God Bless the Child…

If there is one quality that I value in the magpie the most (there is not just one) it is the unreserved love that he shows towards everyone – every human and creature – that has nothing. The penniless, the weak, the young, the hopeless – they find him & he attracts them by the same natural law which draws all like things together. What does he give them? Only the great treasure of his childish love. He does not sacrifice himself for his people; he is among them, one of them. His goodness and purity of heart, his humility and love reminds me of the celebrated, absolute goodness of certain characters in the novels of Dickens. In that case, his gift is not his wisdom but his naivety – which is in itself a kind of wisdom. I remember him once drawing from a deck of Tarot cards, what was the first card he drew? The child playing in the garden. It was his card, he said.

There is of course a tragic aspect to this child, as there always is with children. Yet he would never do a knowing wrong. The magpie must always remain free and exactly as he is: a Bacchus of the streets, a pure heart in a company of thieves, a child playing in the garden of life and the only musician I have ever met in my life who really believes that there is more glory in playing on the streets than on a stage. He can save others – but can he save himself?

One day I thought he looked like Rembrandt – who also loved the poor, wandered frequently among them and drew them – another day he more closely resembled a viscount of the French court with a wicked twinkle in his eye; the next with his golden hair untied tumbling down his hunched shoulders – Mozart. Can I leave you with an image? An image of words?

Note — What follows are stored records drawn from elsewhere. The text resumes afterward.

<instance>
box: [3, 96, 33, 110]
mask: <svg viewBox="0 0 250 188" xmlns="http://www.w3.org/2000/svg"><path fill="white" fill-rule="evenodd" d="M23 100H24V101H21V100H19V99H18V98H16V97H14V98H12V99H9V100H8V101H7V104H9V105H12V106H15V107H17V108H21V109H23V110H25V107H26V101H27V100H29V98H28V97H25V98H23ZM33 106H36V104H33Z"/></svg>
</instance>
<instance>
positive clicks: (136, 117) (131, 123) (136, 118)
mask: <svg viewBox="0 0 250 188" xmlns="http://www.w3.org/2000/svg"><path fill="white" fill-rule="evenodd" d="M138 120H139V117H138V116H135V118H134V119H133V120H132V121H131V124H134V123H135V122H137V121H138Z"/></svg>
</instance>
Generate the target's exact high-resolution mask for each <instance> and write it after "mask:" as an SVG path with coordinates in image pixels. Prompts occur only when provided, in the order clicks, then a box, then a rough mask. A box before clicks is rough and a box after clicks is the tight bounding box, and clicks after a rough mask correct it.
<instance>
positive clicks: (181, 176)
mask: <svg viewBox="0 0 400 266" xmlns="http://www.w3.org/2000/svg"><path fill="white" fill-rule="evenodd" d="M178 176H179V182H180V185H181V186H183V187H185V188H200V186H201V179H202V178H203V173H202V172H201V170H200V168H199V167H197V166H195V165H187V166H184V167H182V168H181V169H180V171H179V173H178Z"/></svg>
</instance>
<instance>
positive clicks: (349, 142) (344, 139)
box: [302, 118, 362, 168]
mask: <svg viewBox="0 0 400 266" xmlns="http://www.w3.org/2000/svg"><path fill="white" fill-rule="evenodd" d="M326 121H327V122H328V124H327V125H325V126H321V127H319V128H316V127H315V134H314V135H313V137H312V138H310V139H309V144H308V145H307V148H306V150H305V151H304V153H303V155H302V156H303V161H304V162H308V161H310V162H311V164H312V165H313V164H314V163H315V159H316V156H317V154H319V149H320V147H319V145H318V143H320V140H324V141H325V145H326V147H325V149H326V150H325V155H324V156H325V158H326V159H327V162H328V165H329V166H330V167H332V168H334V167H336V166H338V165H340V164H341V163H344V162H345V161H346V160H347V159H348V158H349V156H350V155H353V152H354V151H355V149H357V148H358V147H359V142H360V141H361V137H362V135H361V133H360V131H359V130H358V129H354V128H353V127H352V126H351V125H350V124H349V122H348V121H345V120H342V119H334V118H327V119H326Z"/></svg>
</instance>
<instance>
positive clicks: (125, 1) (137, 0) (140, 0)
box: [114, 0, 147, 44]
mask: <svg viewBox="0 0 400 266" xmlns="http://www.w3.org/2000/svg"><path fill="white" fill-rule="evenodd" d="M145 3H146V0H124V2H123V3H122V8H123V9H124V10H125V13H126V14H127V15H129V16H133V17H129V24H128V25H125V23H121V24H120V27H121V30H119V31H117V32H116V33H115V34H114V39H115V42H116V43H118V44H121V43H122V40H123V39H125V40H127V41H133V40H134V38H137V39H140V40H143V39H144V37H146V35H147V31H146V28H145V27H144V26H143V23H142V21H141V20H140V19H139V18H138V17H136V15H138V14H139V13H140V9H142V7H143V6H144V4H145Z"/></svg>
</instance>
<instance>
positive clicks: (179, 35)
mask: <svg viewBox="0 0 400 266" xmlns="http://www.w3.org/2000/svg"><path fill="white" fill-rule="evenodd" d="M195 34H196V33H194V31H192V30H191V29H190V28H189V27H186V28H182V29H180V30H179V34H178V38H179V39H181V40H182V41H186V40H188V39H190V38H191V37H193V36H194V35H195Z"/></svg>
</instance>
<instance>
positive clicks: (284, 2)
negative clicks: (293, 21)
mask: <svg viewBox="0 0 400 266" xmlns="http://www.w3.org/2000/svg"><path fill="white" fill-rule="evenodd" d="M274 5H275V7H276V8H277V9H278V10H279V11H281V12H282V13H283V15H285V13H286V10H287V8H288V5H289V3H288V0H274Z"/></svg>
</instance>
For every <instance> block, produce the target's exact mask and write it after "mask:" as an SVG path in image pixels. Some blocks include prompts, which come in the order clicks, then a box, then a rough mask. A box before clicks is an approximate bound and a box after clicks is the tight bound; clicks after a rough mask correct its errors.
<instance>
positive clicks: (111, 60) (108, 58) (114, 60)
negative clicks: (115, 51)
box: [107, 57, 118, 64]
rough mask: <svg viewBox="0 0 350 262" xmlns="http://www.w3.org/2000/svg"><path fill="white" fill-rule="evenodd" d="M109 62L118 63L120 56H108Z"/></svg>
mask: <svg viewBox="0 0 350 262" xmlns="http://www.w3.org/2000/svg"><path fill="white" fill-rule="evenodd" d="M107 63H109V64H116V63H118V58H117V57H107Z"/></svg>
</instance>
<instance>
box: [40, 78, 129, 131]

The magpie always likes to play in one particular spot that he calls ‘the little bank’. It is a misnomer. I realised a few months later that what he always meant to say was ‘the little bench’ – but as there was a river was nearby, somehow it always fitted for me. The little bench is in a small green square dotted with a few trees called the Appelsburg, beside a deluxe carpet shop where the Turkish owner still weaves his tapestries by hand. It is on a narrow, cobblestoned street, not far from the castle – in the medieval part of the city.  It was on his ‘little bench’ that I first saw the magpie play on the street, the day after our ‘manifestation’ together in Brussels.

When I saw him on the bench I immediately skipped off my bicycle, parked it against the tree and sat next to him. Funnily enough, he did not recognise me at all and thought it was strange that I was behaving so familiarly with him. At that point I meant no more to him than a fly on a wall. Eventually, I jolted his memory and his face broke out in a smile: Ohhh its you, he said. Do you want to hear my set? Yes, of course, I replied. Then he began, from the beginning.

It is hard to describe music that is so heartbreakingly beautiful that its impact is similar to a wave washing over a beach – complete and dilute at the same time. Each melody felt familiar, yet strange. There was an archetypal quality to the sequence of notes and melodies he plucked and pulled from his nylon guitar strings: though I could no more locate their origins than their names. They were mainly in waltz timing, but could have been Mexican, Spanish or Russian folk songs – perhaps all three. In any case they were beautiful chansons, songs that stirred feelings of longing, regret, love… and all stored away in the secret music-box of his mind.

Busking on the street allows you to feel like the still point at the centre of a moving universe. While everything else is in motion, you are at rest; with no journey and no planned destination. With these haunting melodies drifting about my ears, the people filing past and swinging their shopping bags, suddenly appeared like paper figures or cut-outs on a magic lantern. I found it amazing that some of them appeared to be so immune to the beauty and spell-like mystery of his music. Some were immune but most were not. Sometimes little crowds would form in the eddying tides of tourists, locals and passers-by. An odd word – ‘Beautiful’ – in a French accent or from the lips of an old lady – would come tumbling into his guitar case. Such words touched his heart more than a thousand coins could ever do. He told me once that there was almost nothing that he loved than playing on the street. And that those words of real appreciation, that many could not help but give, were reason enough for him to go out and play.

I am under no illusions about how difficult busking can be – especially in winter, when you can barely move your fingers for the cold or you are forced to recapitulate the songs you love for almost no financial reward. But that particular afternoon, I felt strangely protected from the elements, thrust into the middle of a still, safe world, tapestried with sound. Eventually, I was so hypnotised that it seemed to me that the pedestrians and tourists passing by were like dancers in our chorus, participants in our play. We had enacted a bizarre role reversal in which the mapie and myself, his apprentice and fan, were no longer playing for the public, they were playing for us. Their solemnity or levity, the dance-like pitter-patter of their steps, had exposed the basic condition of life as pageantry. Thus, at that moment they were part of the feeling that existed between us and also spectators to our show, the show of our friendship and our conspiracy. What was our conspiracy? To exist outside of any rules that could touch us or rob us of our freedom.